Und nun habe ich Klara Bellis „Trywwidt“ entdeckt. Mit mir haben das einige hundert weitere Leser getan. Trywiddt kommt an. Trywwidt wird gemocht. Die Autorin hat einen Nerv getroffen, nämlich den der Menschen, die sich gerne in eine andere Welt entführen lassen. „Trywwidt“ klingt nach Fantasy – und es ist Fantasy. Allerdings mal ganz anders. Trywwidt spielt nämlich in der Realität, die wir kennen. Diese Realität steckt allerdings voller Vampire und Elfen. Der feine Humor der Autorin zieht sich durch jede Zeile und der Schreibstil ist angenehm und erfrischend. Mit „Trywwidt“ hat Klara Bellis ihr Romandebüt hingelegt und schaut man sich den Verkaufsrang bei Amazon hat, war das bis jetzt schon recht erfolgreich. Manche Leser sprechen von einer Meisterleistung, andere nennen das Buch „genial“ und die Autorin sowieso.

Unser Fazit: „Trywwidt“ ist mehr als lesenswert. Es ist ein Buch, mit dem sich schon so mancher Leser die Nacht um die Ohren geschlagen hat, weil er oder sie sich nicht lösen konnte.

Über die Autorin

Klara Bellis, 1973 in Sachsen-Anhalt geboren, verfasste schon als Kind Geschichten und zeichnete Cartoons. Später konzentrierte sie sich auf Schule und Studium, wobei das Konzentrieren auf die wirklich wichtigen Dinge im Leben meist daran scheiterte, dass sie nächtelang Bücher las, wenn sie nicht gerade an der Staffelei stand, um Bilder zu malen. Zum Schreiben kam sie durch das Verfassen von Artikeln, Pressemitteilungen und Fachtexten. Ihre ersten freien Texte veröffentlichte sie unter dem Namen „Bellis“ in einer Kulturcommunity, wo sie großen Anklang fanden. Das Schreiben und Veröffentlichen als Indie-Autorin war der nächste, daraus resultierende Schritt.

Klara Bellis sucht und findet im Alltäglichen das Skurrile. Die Realität ist für sie ein Schleier hinter dem ungeahnte Möglichkeiten warten. Man braucht nur genau hinzuschauen, dann kann man sie mit Worten festhalten und auf diese Weise sichtbar machen. Und wo wir gerade bei Sichtbarkeit sind: Klara Bellis hat natürlich auch eine Homepage und ist außerdem bei Facebook vertreten.

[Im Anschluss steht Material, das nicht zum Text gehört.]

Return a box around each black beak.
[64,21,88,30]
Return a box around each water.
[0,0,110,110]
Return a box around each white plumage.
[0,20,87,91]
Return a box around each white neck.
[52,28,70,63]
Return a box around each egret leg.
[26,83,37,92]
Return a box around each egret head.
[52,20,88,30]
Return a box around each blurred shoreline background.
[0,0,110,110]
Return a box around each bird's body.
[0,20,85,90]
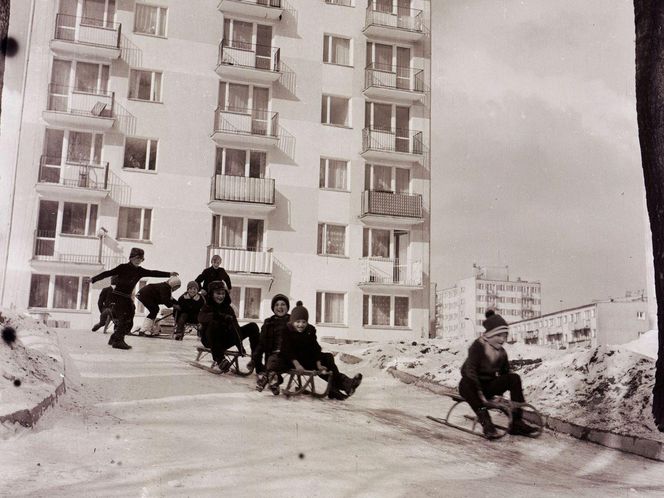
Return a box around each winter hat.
[129,247,145,259]
[290,301,309,323]
[482,310,508,338]
[270,294,290,311]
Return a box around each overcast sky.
[431,0,645,312]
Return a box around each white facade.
[0,0,431,340]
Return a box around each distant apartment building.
[508,295,649,349]
[0,0,432,340]
[436,265,542,338]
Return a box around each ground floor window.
[28,273,90,310]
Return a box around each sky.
[431,0,649,313]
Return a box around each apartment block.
[0,0,432,340]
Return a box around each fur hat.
[270,294,290,311]
[482,310,508,338]
[290,301,309,323]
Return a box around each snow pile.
[0,310,64,415]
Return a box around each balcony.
[217,0,284,21]
[358,257,422,291]
[362,127,424,164]
[212,107,279,149]
[208,175,276,216]
[42,83,115,132]
[363,5,426,43]
[35,156,111,201]
[216,39,281,84]
[360,190,424,226]
[51,14,122,62]
[363,63,424,104]
[207,245,272,281]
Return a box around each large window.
[317,223,346,256]
[318,157,348,190]
[316,292,346,325]
[134,3,168,36]
[362,295,409,327]
[118,206,152,240]
[129,69,161,102]
[123,137,158,171]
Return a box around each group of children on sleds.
[91,248,536,432]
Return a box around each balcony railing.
[38,156,109,190]
[214,107,279,138]
[365,4,423,33]
[364,63,424,93]
[46,83,115,118]
[212,175,274,204]
[362,127,424,154]
[217,38,280,73]
[207,245,272,275]
[53,14,122,49]
[362,190,422,218]
[360,257,422,287]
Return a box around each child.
[198,280,259,373]
[267,301,362,400]
[90,247,177,349]
[196,254,233,296]
[175,280,205,341]
[252,294,290,391]
[459,310,537,439]
[136,277,181,335]
[92,276,118,333]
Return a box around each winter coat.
[461,337,510,391]
[196,266,233,292]
[90,263,171,296]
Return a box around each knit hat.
[290,301,309,323]
[129,247,145,259]
[482,310,508,338]
[270,294,290,311]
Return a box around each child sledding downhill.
[198,281,259,373]
[90,247,178,349]
[459,310,538,439]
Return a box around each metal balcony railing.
[360,257,422,286]
[214,106,279,138]
[206,245,272,275]
[362,190,422,218]
[46,83,115,118]
[53,14,122,48]
[38,156,109,190]
[364,4,424,33]
[362,127,424,154]
[211,175,274,204]
[364,62,424,93]
[217,38,281,73]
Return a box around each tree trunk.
[634,0,664,432]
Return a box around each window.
[134,3,168,36]
[129,69,161,102]
[320,95,350,126]
[118,206,152,240]
[323,35,352,66]
[316,292,346,325]
[317,223,346,256]
[122,137,158,171]
[318,157,348,190]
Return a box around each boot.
[477,407,498,439]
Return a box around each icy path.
[0,330,664,497]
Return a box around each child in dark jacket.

 Klara Bellis über ihr Buch:

„Trywwidt“ ist ein echtes Internetkind. Inspiriert durch das Foto einer grünhaarigen Cyberpunkerin, das ich 2012 auf Facebook entdeckte, entstand die Idee zu einer kleinen Textskizze. Kaum hatte ich die paar Zeilen veröffentlicht, kam seitens zufälliger Leser immer wieder die Frage auf, wie es denn weiterginge und ob man darüber nicht mehr lesen könne. Ohne zu ahnen, worauf ich mich da einlassen würde, beschloss ich, einfach weiterzuschreiben und die ganze Geschichte zu erzählen. Nach knapp drei Jahren Schreibarbeit und 643 Seiten ist die Geschichte um „Trywwidt“, die grünhaarige Elfe auf der Jagd nach einer dämonischen Pflanze, endlich fertig erzählt.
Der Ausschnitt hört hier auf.